Human rights groups condemned both sentences as grossly excessive, but Singapore has long taken a tough stance on drugs and shows little flexibility.

Since 1975, the country has imposed the death penalty on people convicted of drug trafficking. In most cases, the death penalty is given for trafficking more than 500 grams of cannabis, 250 grams of methamphetamine, 30 grams of cocaine or 15 grams of heroin, according to the desk.

Most of the death row inmates in Singapore are tied to drug offences. Of the 54 people awaiting execution in Singapore, 51 are for drug offenses, said Kirsten Han, a spokeswoman for Transformative Justice Collective, which has campaigned for the abolition of the death penalty in Singapore. The remaining three are for murders.

Last year, Singapore executed 11 people for drug-related crimes. Only five other countries did, Ms Han said: China, Iran, North Korea, Saudi Arabia and Vietnam.

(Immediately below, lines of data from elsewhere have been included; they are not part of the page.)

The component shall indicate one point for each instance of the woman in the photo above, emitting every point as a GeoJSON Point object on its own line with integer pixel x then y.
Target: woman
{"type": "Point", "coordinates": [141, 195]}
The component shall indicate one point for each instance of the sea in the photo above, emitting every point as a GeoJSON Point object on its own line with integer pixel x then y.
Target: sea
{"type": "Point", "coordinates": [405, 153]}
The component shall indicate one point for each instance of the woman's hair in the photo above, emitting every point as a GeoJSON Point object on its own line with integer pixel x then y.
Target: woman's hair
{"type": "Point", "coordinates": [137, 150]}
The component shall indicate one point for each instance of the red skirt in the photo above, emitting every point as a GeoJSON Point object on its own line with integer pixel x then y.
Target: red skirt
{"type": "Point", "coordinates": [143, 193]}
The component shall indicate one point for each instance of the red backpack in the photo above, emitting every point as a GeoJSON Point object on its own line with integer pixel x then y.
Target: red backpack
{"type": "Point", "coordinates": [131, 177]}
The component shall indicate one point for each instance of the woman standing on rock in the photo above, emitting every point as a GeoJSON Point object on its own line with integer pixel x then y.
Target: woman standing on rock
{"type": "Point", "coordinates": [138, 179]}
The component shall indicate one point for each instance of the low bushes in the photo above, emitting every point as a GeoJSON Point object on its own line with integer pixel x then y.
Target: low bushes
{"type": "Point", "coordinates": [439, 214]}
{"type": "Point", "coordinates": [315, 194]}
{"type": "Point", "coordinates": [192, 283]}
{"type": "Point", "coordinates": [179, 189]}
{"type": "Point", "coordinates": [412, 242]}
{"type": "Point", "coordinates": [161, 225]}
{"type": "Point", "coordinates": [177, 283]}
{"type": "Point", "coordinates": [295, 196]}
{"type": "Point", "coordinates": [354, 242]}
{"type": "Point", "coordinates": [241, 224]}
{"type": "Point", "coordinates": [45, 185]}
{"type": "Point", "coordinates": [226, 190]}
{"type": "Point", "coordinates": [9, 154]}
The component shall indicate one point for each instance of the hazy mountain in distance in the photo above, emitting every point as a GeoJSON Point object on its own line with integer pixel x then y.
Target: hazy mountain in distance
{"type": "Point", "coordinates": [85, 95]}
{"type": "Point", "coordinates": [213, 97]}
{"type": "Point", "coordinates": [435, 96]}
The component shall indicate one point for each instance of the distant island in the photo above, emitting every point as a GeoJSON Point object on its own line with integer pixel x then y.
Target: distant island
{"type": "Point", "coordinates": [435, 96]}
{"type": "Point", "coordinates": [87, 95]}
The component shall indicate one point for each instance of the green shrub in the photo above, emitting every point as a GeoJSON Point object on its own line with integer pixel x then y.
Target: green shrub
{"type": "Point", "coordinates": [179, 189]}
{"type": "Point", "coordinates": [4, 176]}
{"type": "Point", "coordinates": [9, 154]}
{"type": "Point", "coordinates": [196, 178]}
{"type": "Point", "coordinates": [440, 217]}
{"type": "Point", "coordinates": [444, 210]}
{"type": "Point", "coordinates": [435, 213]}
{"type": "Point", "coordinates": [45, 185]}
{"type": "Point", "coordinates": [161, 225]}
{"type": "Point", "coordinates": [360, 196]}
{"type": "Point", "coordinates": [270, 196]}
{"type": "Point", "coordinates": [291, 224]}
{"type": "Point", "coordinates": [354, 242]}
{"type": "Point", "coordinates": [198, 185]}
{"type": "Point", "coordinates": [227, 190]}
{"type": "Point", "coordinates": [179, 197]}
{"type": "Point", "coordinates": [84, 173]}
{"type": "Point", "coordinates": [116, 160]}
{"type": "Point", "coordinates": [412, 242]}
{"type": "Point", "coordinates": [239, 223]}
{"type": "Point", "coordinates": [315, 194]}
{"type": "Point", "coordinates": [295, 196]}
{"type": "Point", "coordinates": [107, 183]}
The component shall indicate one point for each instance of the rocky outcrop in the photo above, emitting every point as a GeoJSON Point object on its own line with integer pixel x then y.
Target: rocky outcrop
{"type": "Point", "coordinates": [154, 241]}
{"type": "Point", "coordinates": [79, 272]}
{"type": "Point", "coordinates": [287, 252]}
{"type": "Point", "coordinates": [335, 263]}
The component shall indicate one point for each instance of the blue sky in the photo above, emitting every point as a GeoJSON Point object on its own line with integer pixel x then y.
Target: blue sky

Before his sentencing, Mr. Faizal in court that he had intended to consume most of the cannabis himself, and only intended to sell a small portion. On Monday, he filed an appeal for a reduced life sentence, but an appeals court rejected it the next day. He was hanged 21 days after Singapore executed Tangaraju Suppiah for a similar crime.

While Southeast Asia used to be known for its harsh punishments for drug crimes, countries in the region have relaxed their stances in recent years. Malaysia has abolished the mandatory death penalty for drug-related offences. Thailand has legalized marijuana.

Death sentences related to drug offenses in Singapore have sparked protests from human rights groups. In 2021, protesters urged the country to halt the execution of a man convicted of heroin smuggling, arguing that he should be spared because he had a mental disability. He was executed in April 2022.

Opponents of Singapore’s drug policy also say it has disproportionately hurt marginalized ethnic minorities. “It is deeply concerning that 64.9 percent of death row inmates are of Malaysian origin,” while Malays make up only 14 percent of Singapore’s population. wrote M. Ravian international human rights lawyer who Mr. Faizal had represented.

The argument to abolish the death penalty for drug offenses has gained little support in Singapore.

“The public is still largely in favor of the death penalty,” Ms Han said, adding that the opposition is hesitant to address the issue. “It’s too much of a hot potato for them.”